7. Jack Harding: Jack is a member of Bigger's gang and perhaps the only one Bigger ever views as a real friend.

8. G.H.:
G.H. is another member of Bigger's gang. He is the neutral member of the gang who will
do what the gang does, but will not be too closely attached to any one member of the gang.

9. Mr. Boris Max: A lawyer from the Communist Party who represents Bigger against the State's prosecuting attorney. As a Jewish American, he is in a position to understand Bigger. It is through his speech during the trial that Wright reveals the greater moral and political implications of Bigger Thomas' life. Even though Mr. Max is the only one who understands Bigger, Bigger still horrifies him by displaying just how damaged white society has made him. When Mr. Max finally leaves Bigger he is aghast at the extent of the brutality of racism in America. The third part of the novel called Fate seems to focus on Max's relationship with Bigger, and because of this Max becomes the main character of Fate.
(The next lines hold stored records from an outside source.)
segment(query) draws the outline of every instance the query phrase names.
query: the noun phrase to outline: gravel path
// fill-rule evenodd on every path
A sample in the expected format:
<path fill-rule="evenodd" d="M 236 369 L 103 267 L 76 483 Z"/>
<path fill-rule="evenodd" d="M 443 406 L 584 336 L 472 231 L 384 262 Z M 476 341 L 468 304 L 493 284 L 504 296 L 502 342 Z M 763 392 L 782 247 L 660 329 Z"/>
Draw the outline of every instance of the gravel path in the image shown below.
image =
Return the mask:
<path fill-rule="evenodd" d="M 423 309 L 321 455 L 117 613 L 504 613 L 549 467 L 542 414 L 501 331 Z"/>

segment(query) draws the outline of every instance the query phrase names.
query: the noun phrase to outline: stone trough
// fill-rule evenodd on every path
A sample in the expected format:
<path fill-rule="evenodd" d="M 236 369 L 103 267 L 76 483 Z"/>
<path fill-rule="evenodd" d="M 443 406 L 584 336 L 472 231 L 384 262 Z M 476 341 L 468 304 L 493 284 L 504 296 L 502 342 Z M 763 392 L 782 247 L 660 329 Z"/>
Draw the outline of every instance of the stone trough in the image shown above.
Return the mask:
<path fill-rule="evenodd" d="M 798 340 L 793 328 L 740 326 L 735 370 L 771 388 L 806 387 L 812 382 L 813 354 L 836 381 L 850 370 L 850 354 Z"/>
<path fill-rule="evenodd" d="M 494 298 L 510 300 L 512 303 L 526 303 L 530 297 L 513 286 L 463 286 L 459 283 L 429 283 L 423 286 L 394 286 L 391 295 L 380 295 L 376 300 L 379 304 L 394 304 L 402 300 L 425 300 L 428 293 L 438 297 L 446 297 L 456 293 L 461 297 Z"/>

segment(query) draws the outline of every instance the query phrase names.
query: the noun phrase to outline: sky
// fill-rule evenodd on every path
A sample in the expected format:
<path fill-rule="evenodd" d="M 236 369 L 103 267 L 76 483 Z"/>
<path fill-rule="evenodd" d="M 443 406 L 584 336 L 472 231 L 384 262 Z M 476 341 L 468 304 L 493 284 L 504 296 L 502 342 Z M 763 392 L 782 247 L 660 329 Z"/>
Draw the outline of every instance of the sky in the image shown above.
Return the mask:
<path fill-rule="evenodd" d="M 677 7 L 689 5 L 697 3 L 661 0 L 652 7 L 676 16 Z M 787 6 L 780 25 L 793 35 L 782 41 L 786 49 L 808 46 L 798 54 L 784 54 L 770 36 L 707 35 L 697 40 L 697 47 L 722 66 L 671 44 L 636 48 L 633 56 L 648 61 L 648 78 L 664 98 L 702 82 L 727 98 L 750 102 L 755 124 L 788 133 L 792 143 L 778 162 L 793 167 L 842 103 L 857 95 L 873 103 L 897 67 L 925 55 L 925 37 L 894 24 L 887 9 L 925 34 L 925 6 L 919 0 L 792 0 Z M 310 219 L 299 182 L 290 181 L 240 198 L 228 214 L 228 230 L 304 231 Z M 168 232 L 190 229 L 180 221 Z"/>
10. Bessie Mears: She is Bigger's girlfriend. She drinks often, saying she is trying to forget her hard life. At the end of Book 2, Bigger takes her to an abandoned building and, while there, rapes her, then proceeds to kill her in haste to keep her from talking to the police. This is his second murder in the book

11. Peggy: Peggy is the Daltons' Irish-American housekeeper and, like Max, can empathize with Bigger's status as an "outsider". However, she is more typical of poor whites who are sure to invest in racism if only to keep someone / anyone below themselves. Peggy hides her dislike for blacks and treats Bigger nicely.

12. Buddy Thomas:
Buddy, Bigger's younger brother, idolizes Bigger as a male role model. He defends him to the rest of the family and consistently asks if he can help Bigger.

13. Mrs. Thomas: Bigger's mother. She struggles to keep her family alive on the meager wages earned by taking in other people's laundry. She is a religious woman who believes she will be rewarded in an "afterlife", but as a black woman accepts that nothing can be done to improve her people's situation. Additionally, she knows Bigger will end up hanging from the "gallows" for his crime, but this isjust another fact of life.

14. Vera Thomas: Vera is Bigger's sister. In her Bigger sees many similarities to his mother. Bigger fears Vera will grow up to either be like his mother, constantly exhausted with the strain of supporting a family, or like Bessie, a drunk trying to escape her troubles.

15. Buckley: The state prosecutor.

16. Britten: The Daltons' investigator. He seems quite prejudiced, first towards Bigger (because
Bigger is black) and then towards Jan (because Jan is a Communist).